Going off of last year, Both Juncos Hollinger Racing cars were toward the bottom. Agustín Canapino qualified 27th and Callum Ilott was 28th. Ilott called an audible and switched to his backup car ahead of Friday practice, a move that likely prevented him from at least being in the last chance qualifying session. Dale Coyne Racing had Sting Ray Robb in the Last Chance Qualifying session, and DCR will have rookie Nolan Siegel and Katherine Legge, who has made one IndyCar start in the last ten years, as its drivers this year.

This will also be the first oval weekend for Tom Blomqvist, who has shown improvement on road and street courses this year, but will be diving into an entirely different animal in the 2.5-mile Indianapolis Motor Speedway. 

What will this race mean for the championship?
This is the second consecutive year the Indianapolis 500 will not pay double points to the drivers, but with the additional points for qualifying, 12 points for pole position descending by one point through the remaining Fast 12 qualifiers, the most points a driver can earn from this race is 65 points. 

Entering this year's Indianapolis 500, seven drivers are within 65 points of the championship lead. If Álex Palou qualifies for the race, only one of the top five in the championship could leave this race as the points leader. Palou is 12 points ahead of Will Power while Scott Dixon are Colton Herta are 25 points back. Felix Rosenqvist trails Palou by 45 points. 

In the outside chance Palou does not make the Indianapolis 500, Scott McLaughlin and Patricio O'Ward have a chance of leaving as the championship leader. Both McLaughlin and O'Ward are 64 points behind Palou, meaning the only way either could be the championship leader is if they won the race from pole position with the most laps led. 

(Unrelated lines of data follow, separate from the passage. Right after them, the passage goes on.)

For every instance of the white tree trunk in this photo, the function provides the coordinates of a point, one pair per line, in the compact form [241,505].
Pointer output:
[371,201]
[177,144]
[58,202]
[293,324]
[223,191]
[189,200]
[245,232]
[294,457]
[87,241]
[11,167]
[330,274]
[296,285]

The Indianapolis 500 winner has not won the championship since Dario Franchitti in 2010. In two of the years since the Indianapolis 500 winner was a part-time driver. In the last 13 seasons, the eventual champion has been runner-up in the "500" twice, had five top five finishes and seven top ten finishes. The average Indianapolis 500 finish for the last 13 champions is 10.692. Those five top five finishes have come in the last six seasons.

The average championship finish for the Indianapolis 500 winner since 2005 is 6.6842. If you remove the two cases of when a part-time driver won the race, the average championship finish for the "500" improves to 4.529.

The current 13-year streak without an Indianapolis 500 winner going on to win the championship is the longest since the 15-year streak from 1940 to 1954. However, the Indianapolis 500 was not run in four of those years due to World War II.